When I look back to my own Dark Age and remember the isolation and pain, I'm grateful it's in the past. But I think how many people there might be everywhere, right now, who are feeling completely alone. They may think there's no one going through the same things, that no one cares, that they're on their own.
Hey! Excuse me for being a believer but.........
If these amazing digital tools can work for you and I they can work for others too. They can help people find "their people". Those online connections often develop into genuine friendship and amazing opportunities of all kinds.
My own Dark Age wouldn't be quite so dark if it were happening today. And if digital connectedness can work for us, it can work for other, currently non-connected, isolated people, and make their future brighter too.
My question is:
Who are you going to help get there?
For me, social networking tools are meaningless unless we use them to make deep connections and to make a difference for others. Life's greatest riches are reserved for givers.
Be generous. Be kind. Help connect others. Bring people together on and offline.
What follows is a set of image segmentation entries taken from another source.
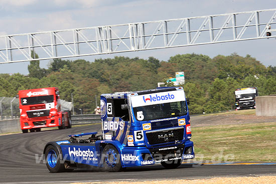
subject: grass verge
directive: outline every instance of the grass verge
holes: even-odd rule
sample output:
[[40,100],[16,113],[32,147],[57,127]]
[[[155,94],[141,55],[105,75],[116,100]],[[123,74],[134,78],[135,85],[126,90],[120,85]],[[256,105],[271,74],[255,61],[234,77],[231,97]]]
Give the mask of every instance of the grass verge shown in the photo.
[[196,160],[276,160],[276,123],[192,128]]
[[206,114],[202,116],[212,116],[222,114],[236,114],[236,115],[254,115],[256,114],[256,109],[246,109],[242,110],[231,110],[228,112],[218,112],[212,114]]

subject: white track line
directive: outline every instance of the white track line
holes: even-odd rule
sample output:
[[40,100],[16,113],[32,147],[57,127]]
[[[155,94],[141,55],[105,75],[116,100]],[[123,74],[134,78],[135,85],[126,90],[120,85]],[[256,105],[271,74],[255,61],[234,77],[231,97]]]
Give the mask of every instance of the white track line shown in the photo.
[[137,180],[137,179],[103,179],[103,180],[89,180],[83,181],[30,181],[30,182],[0,182],[0,184],[25,184],[25,183],[55,183],[62,182],[96,182],[96,181],[126,181],[126,180]]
And you'll never feel alone again.
I know what that feels like. I've been there. It's great!
Thanks so much for reading. Do let me know what you think will help us make our online connections stronger and impact the offline world? I love hearing what you think. Please do leave a comment, it's always great to hear from you. Much love, Ian.
Think Better. Feel Better. Take an Aspin.
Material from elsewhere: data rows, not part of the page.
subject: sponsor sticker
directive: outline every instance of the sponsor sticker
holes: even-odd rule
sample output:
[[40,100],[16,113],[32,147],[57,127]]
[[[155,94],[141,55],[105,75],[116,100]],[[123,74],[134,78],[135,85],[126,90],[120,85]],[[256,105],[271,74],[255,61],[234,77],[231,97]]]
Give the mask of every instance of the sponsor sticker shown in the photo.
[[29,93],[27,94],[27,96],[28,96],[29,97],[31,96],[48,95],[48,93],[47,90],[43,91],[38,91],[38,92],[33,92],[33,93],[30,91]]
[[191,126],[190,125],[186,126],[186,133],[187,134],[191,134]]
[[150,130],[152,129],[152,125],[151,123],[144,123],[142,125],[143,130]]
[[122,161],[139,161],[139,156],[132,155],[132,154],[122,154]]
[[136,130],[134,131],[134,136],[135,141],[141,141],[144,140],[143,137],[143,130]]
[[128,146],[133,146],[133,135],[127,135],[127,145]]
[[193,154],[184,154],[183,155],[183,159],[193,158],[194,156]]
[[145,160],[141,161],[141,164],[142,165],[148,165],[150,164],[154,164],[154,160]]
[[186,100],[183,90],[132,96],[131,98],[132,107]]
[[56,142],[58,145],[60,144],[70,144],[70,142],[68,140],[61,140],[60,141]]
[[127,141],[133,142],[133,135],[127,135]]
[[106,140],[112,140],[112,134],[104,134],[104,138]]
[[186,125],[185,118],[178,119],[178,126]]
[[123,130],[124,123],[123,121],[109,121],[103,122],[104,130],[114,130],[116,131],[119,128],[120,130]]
Great post Ian. Whatever other benefits social media has, the opening up of great vistas of possibilities has to be the most exciting. Can you imagine how it would have changed your Gran's life, let alone yours? I have a picture of an old folks home (sorry, residential facility!) where instead of sitting in a circle watching a crap TV show the residents all have their laptops and smartphones and they're chatting to people all over the world, exploring new interests and making new friends. Like you, it bothers me that people a lot younger than I am just don't get it and think its all for teenagers when I know what a difference it would make to them if they put their prejudices aside and gave it a go. The danger is that those who are not using social media risk becoming more isolated as those who do find it so much easier to communicate with each other. I know I have to consciously remember to make phone calls, wondering if its the right time, if people are eating, gone to bed etc., when sending a tweet or a text is so much easier. Good luck with your book Ian!